Paul W. Barada
I’ve been trying to decide which day is more exciting: Christmas Eve Day or Christmas Day. How, one might wonder can today, Christmas Eve, compare to the joy of Christmas Day itself? Well, there’s the thrill of the anticipation of looking forward to tomorrow morning. There’s the comfort, at least for some, that all the shopping, wrapping, ribbon-tying, name-tag attaching, and tree decorating is complete. And there’s the complete sense of peace that finally comes from being able to sit down and bask in the warm soft glow of the Christmas tree lights.
Now, for children it’s an entirely different story. The anticipation of Santa’s arrival is the best kind of excitement there is. It is difficult for children to go to sleep on Christmas Eve and very easy for them to wake up before dawn tomorrow to see what Santa has left them. That’s one of those stomach-tingling events that most adults can remember from their own childhoods.
The only parents out there who aren’t looking forward to reaching that point this evening where flopping down in a comfortable chair is the ultimate goal are the ones with some toys yet to assemble that have written on them, “some assembly required.” Those three little words may rank as the most classic understatement of all time. To read, “some assembly required” means at least a dozen plastic packages, a new set of tools, and the flexibility of a contortionist to undertake the task. The first step is finding a pair of scissors to be able to get into the plastic packages that contain all the little parts that are required to give real meaning to “some assembly required.”
Then, of course, there’s the assembly manual which, as I recall, contains at least 35 steps in the assembly process. Furthermore, most toy assembly instruction manuals are printed in at least two languages, sometimes more – same drawings, but totally different languages. Ordinarily, that’s not a problem unless you’re lying on the floor trying to figure out how Tab A fits into Slot B. A quick glance for further assistance and you notice that, somehow, you’ve managed to turn to the section of the manual that’s written in Spanish!
One of the other assembly joys is discovering that you’re one piece short – not that it isn’t in the house somewhere; but, in the process of assembly, it’s somehow managed to hide itself in a discreet place far away from the assembly area. Usually it’s not just any old piece without which the toy will work just fine, but that one essential piece without which the thing won’t work at all!
By now, it’s getting close to midnight, and you’ve resorted to the trusty claw hammer to bang a “doesn’t quite fit” piece into place and you’re thinking about getting out the electric drill to enlarge the holes into which the two-dozen Phillips-head screws are supposed to fit, but don’t.
Finally, however, you’ve got most of the toy assembled; and there are only a few spare parts that don’t seem to fit anywhere, instructions or not – except for the decals. Decals must have been invented by someone who intended the adhesive to hold cement blocks together! Boy, if you get a decal in the wrong place or not quite centered on the spot where the instructions on page 42 say it’s supposed to go – just try and get that decal off without tearing it…an almost impossible task. Worse yet the decal may pucker when applied to the toy instead of lying smoothly in its proper place. The chances of smoothing out that pucker are very slim, if it can be done at all.

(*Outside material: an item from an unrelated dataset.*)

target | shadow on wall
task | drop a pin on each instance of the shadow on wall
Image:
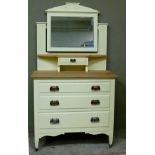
(120, 105)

Now, it’s about 1:30 in the morning, and you’re starting to lose patience with the toy that’s nearly assembled, but not quite. Looks good to you, but your spouse has the temerity to suggest that little Huey will notice that Tab A isn’t securely inserted into Slot B, which means backing up a few steps and doing them all over again!
I can remember several Christmas Eves trying to bang the lock nut into place with my hammer so the wheels would stay on and wondering what sadistic maniac created this impossible “toy.” Along about 2:00 a.m. you find yourself no longer caring if the thing gets fully assembled or not; but, rather than disappoint the child, who will be waking up in just a couple of hours, you press on until it’s finally assembled and ready to be placed under the Christmas tree. At that point you fall into bed, completely spent, only to be awakened a few short hours later by enthusiastic screams of little ones too excited to sleep another minute! So, everyone but you rushes downstairs to see what Santa has left. You stagger down the stairs, hoping that you remembered to put all the tools away and out of sight.
Things go swimmingly until little Huey comes to a present sent by a loving relative. As the wrapping paper flies in every direction, the child’s pent-up excitement reaching its crescendo, you see before you a fabulous new toy that your child can’t wait to play with, but for those three magic words on the outside of the box, “some assembly required.”
That’s –30- for this week, and have a very Merry Christmas!